Structural and functional equivalents to elements of the various aspects described throughout this disclosure that are known or later come to be known to those of ordinary skill in the art are expressly incorporated herein by reference and are encompassed by the claims. The words “module,” “mechanism,” “element,” “device,” and the like may not be a substitute for the word “means.” As such, no claim element is to be construed as a means plus function unless the element is expressly recited using the phrase “means for.” As used herein, the phrase “based on” shall not be construed as a reference to a closed set of information, one or more conditions, one or more factors, or the like. In other words, the phrase “based on A”, where “A” may be information, a condition, a factor, or the like, shall be construed as “based at least on A” unless specifically recited differently.
1. A method of drone-based water testing, comprising:
detecting, by a processor, a suitable testing region in a body of water;
deploying, by the processor, a test strip into the suitable testing region in the body of water;
performing, by the processor, a water testing while the test strip is inside the body of water; and
retracting, by the processor, the test strip from the body of water after a testing period is over.
2. The method of claim 1, further comprising:
performing, by the processor, analysis of testing results of the testing strip.
3. The method of claim 2, further comprising:
transmitting, by the processor, the testing results to a remote user wirelessly.
4. A drone attachment, comprising:
one or more sensors;
a deployment/retraction system including a motor with a motor rod, the motor rod is configured to be connected to a string connected with one or more test strips; and
a processor configured to:
detect a suitable testing region in a body of water using the one or more sensors;
deploy the one or more test strips into the suitable testing region in the body of water;
perform a water testing while the test strip is inside the body of water; and
retracting the test strip from the body of water after a testing period is over.

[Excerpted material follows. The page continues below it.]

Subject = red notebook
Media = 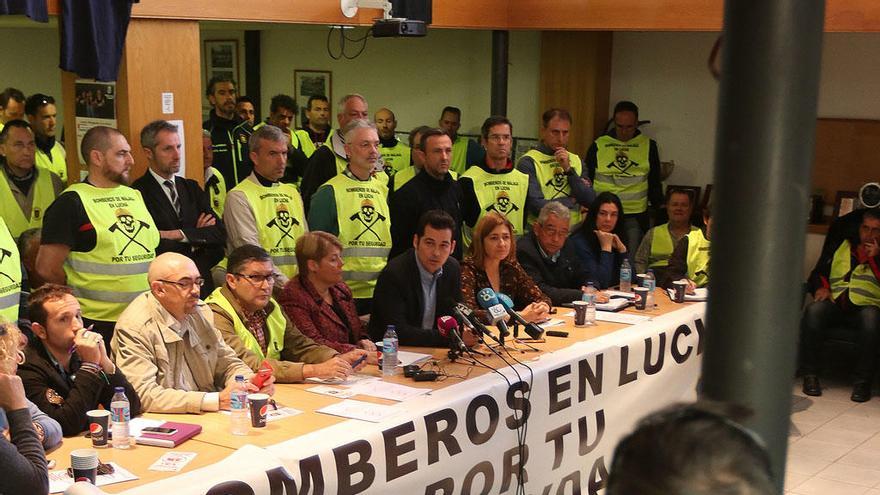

5. The drone attachment of claim 4, wherein the one or more sensors are configured to capture an image of the test strip after being retracted from the water, wherein the processor is further configured to:
perform analysis of testing results of the testing strip.
6. The drone attachment of claim 5, wherein the processor is further configured to:
transmit the testing results to a remote user wirelessly.
7. A drone with a drone attachment, comprising:
a drone main body; and
a drone attachment attached to the drone main body, the drone attachment comprising:
one or more sensors;
a deployment/retraction system including a motor 106 with a motor rod, the motor rod is configured to be connected to a string connected with one or more test strips; and
a processor configured to:
detect a suitable testing region in a body of water using the one or more sensors;
deploy the one or more test strips into the suitable testing region in the body of water;
perform a water testing while the test strip is inside the body of water; and
retracting the test strip from the body of water after a testing period is over.
8. The drone with the drone attachment of claim 7, wherein the one or more sensors are configured to capture an image of the test strip after being retracted from the water, wherein the processor is further configured to:
perform analysis of testing results of the testing strip.
9. The drone with the drone attachment of claim 8, wherein the processor is further configured to:
transmit the testing results to a remote user wirelessly.